The chat staggers to a halt when they realise who’s coming to lunch. Angela spots my approach and she makes signals. What’s this all about? She would be happier if I waved and just kept walking by. At first I thought my trendy threads would be sure to impress these youths. They would be in respect and awe of a hep-cat guy. I’ve seen many of the greats in the flesh. But on the contrary, they are not impressed or intimidated: they regard me as a teetotal magistrate on a field trip.
“Hey, Angela! You don’t mind if I hang out with you for a bit, do you?”
I peel off my sunglasses and try to grin winningly. They are not impressed, but somebody jumps up and offers me a seat, as if I need one.
“Sit yourself down, Noah,” the guy says.
“Thanks boy. That’s kind of you,” I agree.
“Comfortable?”
“No need to fuss.”
Stuck with me, the group look about at each other awkwardly. Despite
my expensive aftershave there is a bad smell around here. It’s a beautiful morning but suddenly there are rain clouds in their view. But I’m not to be discouraged so easily. I always take along my own nuclear umbrella.
“Having a good day, Angie? Busy?” I venture.
She manages to grumble darkly through her fingers.
“So how’re you doin’ anyway, Mr Sheer?” one lad asks.
“Couldn’t be better,” I reply.
“Are you sure?” he says.
“Try that one on me again?” I say.
They give the impression that they don’t know where to look. They haven’t bumped into Angela’s Dad for a while. I’ve dropped into their group like an unwelcome gargoyle. They only remember the guy who was once going away on a romantic holiday. It’s hard for them to grasp that I now stay away from travel agents at all costs.

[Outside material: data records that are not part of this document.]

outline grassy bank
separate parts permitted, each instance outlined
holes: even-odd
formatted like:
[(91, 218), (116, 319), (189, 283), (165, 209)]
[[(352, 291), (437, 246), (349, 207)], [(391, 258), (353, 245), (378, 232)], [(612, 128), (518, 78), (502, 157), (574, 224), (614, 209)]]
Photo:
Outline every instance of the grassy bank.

“This is a cool little café,” I tell them. “I enjoy coming here with my friends as well.”
“Lennon and McCartney,” Angie comments.
“Your mother and I used to come here,” I correct her.
“Did it exist in those days?” a girl asks.

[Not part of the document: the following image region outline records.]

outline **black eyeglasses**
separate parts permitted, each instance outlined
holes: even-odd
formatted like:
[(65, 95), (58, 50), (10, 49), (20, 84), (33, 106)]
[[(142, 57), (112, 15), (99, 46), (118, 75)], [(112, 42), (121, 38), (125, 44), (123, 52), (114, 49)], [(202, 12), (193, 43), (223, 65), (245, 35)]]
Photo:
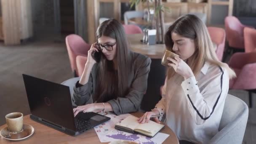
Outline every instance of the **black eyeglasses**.
[(95, 44), (95, 46), (96, 48), (99, 50), (101, 51), (103, 51), (103, 48), (104, 48), (105, 49), (108, 51), (113, 51), (113, 46), (117, 43), (116, 42), (110, 45), (110, 44), (107, 44), (105, 45), (102, 45), (100, 43), (98, 43)]

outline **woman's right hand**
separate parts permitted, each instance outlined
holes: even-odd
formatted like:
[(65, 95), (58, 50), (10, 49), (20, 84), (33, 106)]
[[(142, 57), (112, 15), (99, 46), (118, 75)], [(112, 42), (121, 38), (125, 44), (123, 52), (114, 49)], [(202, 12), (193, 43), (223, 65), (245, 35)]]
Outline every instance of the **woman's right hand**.
[[(138, 120), (139, 123), (148, 123), (149, 121), (150, 117), (153, 115), (159, 115), (159, 112), (156, 109), (153, 109), (151, 112), (146, 112)], [(160, 123), (161, 122), (158, 120), (158, 117), (155, 117), (152, 118), (154, 121), (158, 123)]]
[(95, 60), (93, 58), (92, 55), (91, 55), (91, 53), (94, 51), (96, 51), (97, 52), (99, 52), (99, 50), (97, 49), (97, 48), (96, 48), (96, 47), (95, 47), (95, 44), (97, 43), (97, 42), (93, 43), (93, 44), (91, 45), (91, 48), (90, 48), (90, 50), (89, 51), (88, 51), (88, 55), (87, 56), (87, 61), (86, 61), (86, 63), (85, 64), (91, 64), (92, 65), (93, 65), (95, 63), (96, 63), (96, 61), (95, 61)]

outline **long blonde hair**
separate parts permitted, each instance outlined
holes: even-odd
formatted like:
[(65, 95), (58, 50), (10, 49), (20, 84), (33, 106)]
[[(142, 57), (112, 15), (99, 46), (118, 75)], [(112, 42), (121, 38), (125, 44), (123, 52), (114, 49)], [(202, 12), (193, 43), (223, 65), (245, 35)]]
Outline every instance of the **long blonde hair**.
[[(196, 49), (194, 53), (188, 59), (187, 64), (195, 76), (197, 76), (205, 63), (208, 61), (226, 69), (229, 79), (235, 77), (234, 71), (227, 64), (218, 59), (207, 28), (196, 16), (190, 14), (183, 16), (168, 28), (165, 35), (165, 42), (167, 50), (171, 51), (173, 51), (174, 44), (171, 38), (172, 32), (194, 40)], [(167, 73), (169, 79), (175, 72), (173, 69), (169, 68)]]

“D’you know there used to be groups and artists performing in here?”
“Music in a café?”
“A folk club. Those were some talented guys. Great times.”

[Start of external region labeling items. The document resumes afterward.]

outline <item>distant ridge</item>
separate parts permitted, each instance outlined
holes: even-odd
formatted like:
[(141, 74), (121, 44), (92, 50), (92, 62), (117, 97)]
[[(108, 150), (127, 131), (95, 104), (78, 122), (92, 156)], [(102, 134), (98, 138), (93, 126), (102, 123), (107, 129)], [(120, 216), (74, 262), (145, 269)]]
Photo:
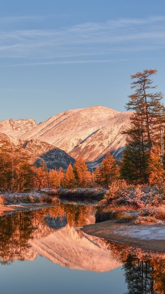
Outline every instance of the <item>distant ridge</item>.
[[(24, 142), (37, 140), (46, 142), (75, 159), (81, 156), (86, 162), (92, 161), (95, 165), (100, 163), (100, 159), (108, 152), (121, 159), (125, 143), (122, 132), (129, 127), (132, 113), (96, 106), (60, 113), (33, 127), (31, 119), (16, 121), (17, 126), (14, 129), (12, 127), (11, 130), (9, 123), (4, 125), (4, 122), (9, 121), (2, 121), (0, 131)], [(20, 121), (22, 121), (22, 129), (18, 126)], [(19, 133), (14, 135), (14, 132)]]

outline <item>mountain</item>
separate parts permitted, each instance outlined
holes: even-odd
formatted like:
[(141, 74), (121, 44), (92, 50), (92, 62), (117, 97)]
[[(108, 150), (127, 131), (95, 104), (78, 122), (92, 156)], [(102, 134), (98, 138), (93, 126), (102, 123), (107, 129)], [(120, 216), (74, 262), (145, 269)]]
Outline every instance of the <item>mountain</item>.
[(99, 162), (110, 152), (119, 159), (125, 144), (121, 132), (129, 127), (132, 113), (94, 106), (68, 110), (52, 116), (21, 135), (55, 146), (75, 158)]
[(61, 112), (38, 125), (32, 119), (3, 121), (0, 132), (21, 139), (37, 164), (44, 159), (51, 168), (60, 161), (64, 168), (74, 163), (72, 158), (81, 156), (95, 167), (108, 152), (121, 159), (125, 143), (122, 132), (129, 128), (132, 113), (96, 106)]
[(0, 122), (0, 132), (18, 137), (36, 125), (36, 123), (33, 118), (14, 121), (12, 118), (9, 121), (5, 120)]
[(30, 161), (39, 167), (44, 160), (48, 168), (58, 169), (60, 167), (67, 169), (70, 163), (72, 165), (75, 160), (63, 150), (53, 145), (38, 140), (31, 140), (25, 143), (21, 139), (0, 133), (0, 141), (9, 141), (15, 146), (22, 146), (29, 156)]
[(46, 142), (32, 139), (24, 144), (25, 149), (30, 156), (32, 163), (39, 167), (42, 160), (45, 161), (48, 168), (67, 169), (70, 163), (73, 165), (75, 160), (59, 148)]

They remain unimpressed, distracted.
“What would you like?” This from the waitress still on duty. The girl stands eagerly next to me, notepad ready.
“Double espresso. Something to jab the life back into me.”
The chick scribbles this down into her little book.
The group continue to exchange ironic and impatient glances. Or they resume their nonchalant gestures of drinking and smoking; while cutting out any chat. I may resemble the thousand year old man, but I’m still interesting and attractive, don’t they realise?
“No thanks, I don’t smoke. That’s a lethal blend of tar and ‘monoxide,” I tell him.